Financial Statement Analysis
True / False Questions 1. Vertical analysis compares the results of financial information with a business in the same industry for a number of consecutive periods of time.
True False 2. The quick ratio is especially useful in evaluating the liquidity of a company with fast moving inventories.
True False 3. Deducting the cost of goods sold from net income gives us operating income.
True False 4. The gross profit rate is gross profit expressed as a percentage of net sales.
True False 5. The gross profit rate usually is lowest on fast moving merchandise and highest on specialty and novelty products.
True False 6. When an income statement does not show gross profit or operating income it is called a consolidated statement.
True False 7. ROE - return on equity - is measured by dividing net income by average number of shares outstanding.
True False 8. The yield rate on stock is measured by dividing dividends per share by market price per share.
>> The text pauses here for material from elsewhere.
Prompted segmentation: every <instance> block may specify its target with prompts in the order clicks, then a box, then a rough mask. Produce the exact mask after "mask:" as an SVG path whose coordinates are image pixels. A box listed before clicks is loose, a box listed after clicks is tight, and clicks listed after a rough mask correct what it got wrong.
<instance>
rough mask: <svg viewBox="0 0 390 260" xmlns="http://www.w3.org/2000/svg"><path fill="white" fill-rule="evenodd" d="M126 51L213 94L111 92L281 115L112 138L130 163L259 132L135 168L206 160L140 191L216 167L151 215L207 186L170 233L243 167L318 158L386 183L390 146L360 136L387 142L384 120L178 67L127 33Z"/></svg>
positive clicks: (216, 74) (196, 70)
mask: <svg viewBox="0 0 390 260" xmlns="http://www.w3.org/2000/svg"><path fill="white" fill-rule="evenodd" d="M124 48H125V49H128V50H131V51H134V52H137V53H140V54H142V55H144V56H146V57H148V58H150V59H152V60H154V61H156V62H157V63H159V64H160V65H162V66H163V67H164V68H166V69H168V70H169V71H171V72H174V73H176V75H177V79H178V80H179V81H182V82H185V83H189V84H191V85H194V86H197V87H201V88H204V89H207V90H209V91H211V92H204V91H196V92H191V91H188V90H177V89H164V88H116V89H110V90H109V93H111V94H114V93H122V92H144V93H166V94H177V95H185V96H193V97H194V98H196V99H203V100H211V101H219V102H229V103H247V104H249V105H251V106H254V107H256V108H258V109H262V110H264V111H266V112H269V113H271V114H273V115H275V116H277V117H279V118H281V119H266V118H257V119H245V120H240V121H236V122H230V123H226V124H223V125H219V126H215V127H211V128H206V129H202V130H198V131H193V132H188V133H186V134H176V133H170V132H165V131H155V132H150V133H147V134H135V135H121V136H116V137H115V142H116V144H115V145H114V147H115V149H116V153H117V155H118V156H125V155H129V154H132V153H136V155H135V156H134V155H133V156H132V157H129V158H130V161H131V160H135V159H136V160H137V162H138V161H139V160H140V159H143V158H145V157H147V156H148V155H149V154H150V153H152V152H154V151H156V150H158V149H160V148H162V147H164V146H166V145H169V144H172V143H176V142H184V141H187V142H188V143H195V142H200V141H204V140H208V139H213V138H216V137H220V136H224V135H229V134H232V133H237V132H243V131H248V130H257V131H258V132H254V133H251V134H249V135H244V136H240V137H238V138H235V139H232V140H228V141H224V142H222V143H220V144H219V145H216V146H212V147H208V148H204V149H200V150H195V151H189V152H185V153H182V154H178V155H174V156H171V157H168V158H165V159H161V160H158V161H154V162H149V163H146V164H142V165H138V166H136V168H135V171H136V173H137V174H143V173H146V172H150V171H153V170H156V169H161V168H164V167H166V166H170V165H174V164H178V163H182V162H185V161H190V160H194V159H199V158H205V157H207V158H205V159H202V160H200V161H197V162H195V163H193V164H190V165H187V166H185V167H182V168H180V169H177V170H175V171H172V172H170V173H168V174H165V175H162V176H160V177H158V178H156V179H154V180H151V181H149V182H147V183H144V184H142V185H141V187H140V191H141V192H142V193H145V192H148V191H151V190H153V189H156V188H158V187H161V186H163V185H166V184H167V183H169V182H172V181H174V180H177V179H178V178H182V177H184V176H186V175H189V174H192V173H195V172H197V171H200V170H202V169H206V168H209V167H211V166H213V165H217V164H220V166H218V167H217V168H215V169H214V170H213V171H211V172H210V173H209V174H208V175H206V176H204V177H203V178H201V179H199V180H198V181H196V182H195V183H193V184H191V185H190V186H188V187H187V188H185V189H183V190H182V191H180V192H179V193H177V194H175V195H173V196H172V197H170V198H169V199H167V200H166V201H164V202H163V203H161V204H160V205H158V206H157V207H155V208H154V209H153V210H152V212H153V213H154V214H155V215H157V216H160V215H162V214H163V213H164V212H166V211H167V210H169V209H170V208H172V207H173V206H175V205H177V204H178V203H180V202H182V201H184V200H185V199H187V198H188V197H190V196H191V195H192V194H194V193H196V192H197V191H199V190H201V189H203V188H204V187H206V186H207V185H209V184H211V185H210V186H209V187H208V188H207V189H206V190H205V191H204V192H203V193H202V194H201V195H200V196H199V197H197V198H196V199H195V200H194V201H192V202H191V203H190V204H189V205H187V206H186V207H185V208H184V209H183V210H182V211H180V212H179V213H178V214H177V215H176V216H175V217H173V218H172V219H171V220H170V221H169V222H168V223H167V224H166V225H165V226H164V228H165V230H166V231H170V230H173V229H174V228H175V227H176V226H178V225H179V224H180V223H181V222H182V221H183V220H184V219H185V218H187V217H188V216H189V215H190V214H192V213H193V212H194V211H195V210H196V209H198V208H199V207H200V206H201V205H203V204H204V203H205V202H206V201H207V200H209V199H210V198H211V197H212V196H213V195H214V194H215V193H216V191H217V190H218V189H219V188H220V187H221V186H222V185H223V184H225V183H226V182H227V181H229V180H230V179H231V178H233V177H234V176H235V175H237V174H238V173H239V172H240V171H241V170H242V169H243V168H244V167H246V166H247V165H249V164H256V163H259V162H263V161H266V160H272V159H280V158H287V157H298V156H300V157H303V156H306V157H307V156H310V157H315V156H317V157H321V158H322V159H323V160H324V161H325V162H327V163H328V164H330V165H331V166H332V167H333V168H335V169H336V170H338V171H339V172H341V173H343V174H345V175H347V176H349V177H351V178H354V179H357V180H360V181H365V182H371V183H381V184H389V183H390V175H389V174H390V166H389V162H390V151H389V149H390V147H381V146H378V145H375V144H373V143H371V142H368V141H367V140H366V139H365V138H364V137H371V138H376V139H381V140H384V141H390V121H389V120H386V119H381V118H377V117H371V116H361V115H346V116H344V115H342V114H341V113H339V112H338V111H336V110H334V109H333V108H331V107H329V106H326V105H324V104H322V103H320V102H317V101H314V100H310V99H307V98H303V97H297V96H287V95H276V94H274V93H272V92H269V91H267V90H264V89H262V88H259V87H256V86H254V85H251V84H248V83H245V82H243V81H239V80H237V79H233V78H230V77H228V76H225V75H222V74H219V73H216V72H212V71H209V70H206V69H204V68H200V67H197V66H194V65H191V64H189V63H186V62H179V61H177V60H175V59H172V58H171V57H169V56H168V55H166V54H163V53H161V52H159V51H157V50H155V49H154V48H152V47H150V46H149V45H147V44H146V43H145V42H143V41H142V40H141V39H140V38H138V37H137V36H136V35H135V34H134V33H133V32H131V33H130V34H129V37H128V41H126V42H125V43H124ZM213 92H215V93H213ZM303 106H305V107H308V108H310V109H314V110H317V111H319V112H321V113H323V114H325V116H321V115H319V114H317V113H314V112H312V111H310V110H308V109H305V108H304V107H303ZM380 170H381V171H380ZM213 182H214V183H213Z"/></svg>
True False 9. The trend in ratios is usually more useful than looking at a single year's ratio.
True False 10. The acid test ratio includes marketable securities but does not include accounts receivable.
True False 11. Comparative financial statements show side-by-side financial data for two or more companies.
True False 12. The quality of earnings tends to be higher for a company that uses straight-line depreciation and defers costs whenever possible than for a company which uses accelerated depreciation and defers costs only when necessary.
True False 13. If total current assets are $140,000 at the end of Year 1, increase by $50,000 by the end of Year 2, and increase by $50,000 in Year 3, the percentage increase over the preceding year is less in Year 3 than in Year 2.
True False 14. Working capital is the excess of current assets over current liabilities.